ですから、代金の数パーセントを買主から初めに受領し、残額を決済するという形式が多いでしょう。
これを一般的に手付金と呼んでいますが、売主が正しく理解しないとトラブルの元になります。
不動産売却の際に欠かせない手付金の性質や注意点、手続きの流れを把握し、買主とトラブルのない取引を行いましょう。
不動産売却における手付金の性質について
手付金とは、売買契約を結ぶ際、買主から売主に売買代金の一部を支払い、決済する時はそこから残金を支払うというものです。
手付金は、その目的により主に3つの性質に分けられます。
証約手付とは、買主が対象の不動産を購入したいという意思を表明することで、契約が成立したとみなし、支払われる手付です。
違約手付とは、債務不履行(目的が達成されないことによるペナルティ)によって相手に損害を与えてしまった場合、違約金として返ってこない手付です。
解約手付とは、不動産売買契約の解除を認める手付のことで、相手方のどちらかが契約の履行に着手する前であれば、一定のルールに従い契約を解除できる手付です。
この中で特に注意が必要なのは、解約手付です。
買主は既に支払っている手付を放棄すること、売主は既に受け取っている手付の倍額を返すことで、契約を解除できます。
しかし、代金を全額支払ってしまった場合や、引き渡しを行ってしまった場合は、手付金は戻ってきませんので注意が必要です。
不動産売却における手付金の額
不動産売却の際の手付金の額は、特に法律で規制しているわけではないのですが、売買代金の5%~10%くらいの金額で設定するのが一般的です。
なぜなら、手付金の額が高すぎても契約そのものが成立しないというリスクがあり、また低すぎても買主はキャンセルしやすくなってしまうからです。
手付金の金額および支払期日について、双方が納得する金額で設定する必要があります。
なお、不動産業者が不動産売却を行う場合には、倒産などのリスクに備えて、不動産業者は手付金を授受する前に「手付金保全措置」を取らないといけません。
不動産売却における手付金の注意点について
不動産売買では、一般には買主は住宅ローンを利用します。
金融機関の融資を受けて不動産を購入するのが一般的な流れですが、必ずしも住宅ローンの審査に通るとは限りません。
住宅ローンの審査に通らないと、融資を受けることができず、契約も解除となります。
その際、売主は受領している手付金を買主に返さないといけません。
その不利益を被らないために、契約書には「住宅ローン特約」(住宅ローン条項)が定められています。

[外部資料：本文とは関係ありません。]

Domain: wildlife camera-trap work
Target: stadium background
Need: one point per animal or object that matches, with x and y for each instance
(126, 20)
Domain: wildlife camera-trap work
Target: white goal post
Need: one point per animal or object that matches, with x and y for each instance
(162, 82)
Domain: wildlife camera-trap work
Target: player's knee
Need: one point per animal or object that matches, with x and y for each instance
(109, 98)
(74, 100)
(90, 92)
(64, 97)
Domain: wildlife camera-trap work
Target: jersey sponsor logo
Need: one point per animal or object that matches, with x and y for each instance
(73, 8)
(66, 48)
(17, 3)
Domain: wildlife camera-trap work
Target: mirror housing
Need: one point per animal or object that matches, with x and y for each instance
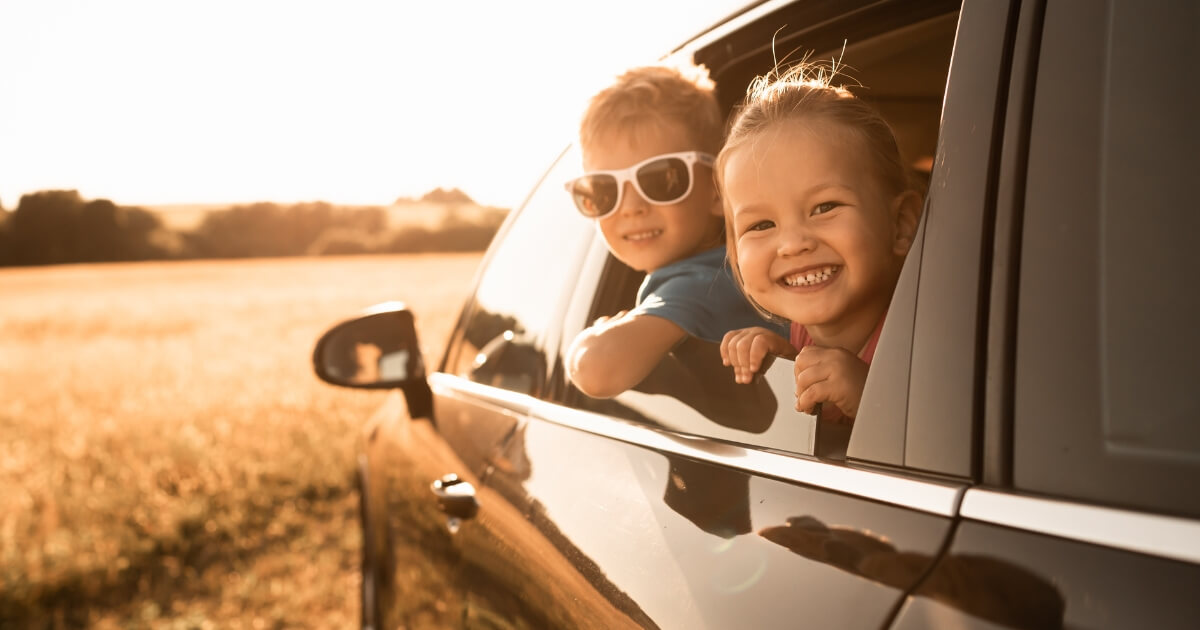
(378, 349)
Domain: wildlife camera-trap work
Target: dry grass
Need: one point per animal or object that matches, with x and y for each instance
(167, 457)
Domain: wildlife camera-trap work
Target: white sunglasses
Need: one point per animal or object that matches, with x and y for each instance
(663, 179)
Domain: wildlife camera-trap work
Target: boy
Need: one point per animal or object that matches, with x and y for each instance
(648, 143)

買主の都合で手付解除をする場合は、売主は受領している手付金をそのままもらえますが、住宅ローンの審査に落ちてしまった場合は契約が解除されてしまいます。
その際は、住宅ローン特約に基づいて買主に手付金を全額返さないといけない点に注意が必要です。
まとめ
以上、不動産売却における手付金の種類と性質、注意点についてまとめました。
手付金を受け取る時の流れと注意点を把握し、スムーズな取引を心がけましょう。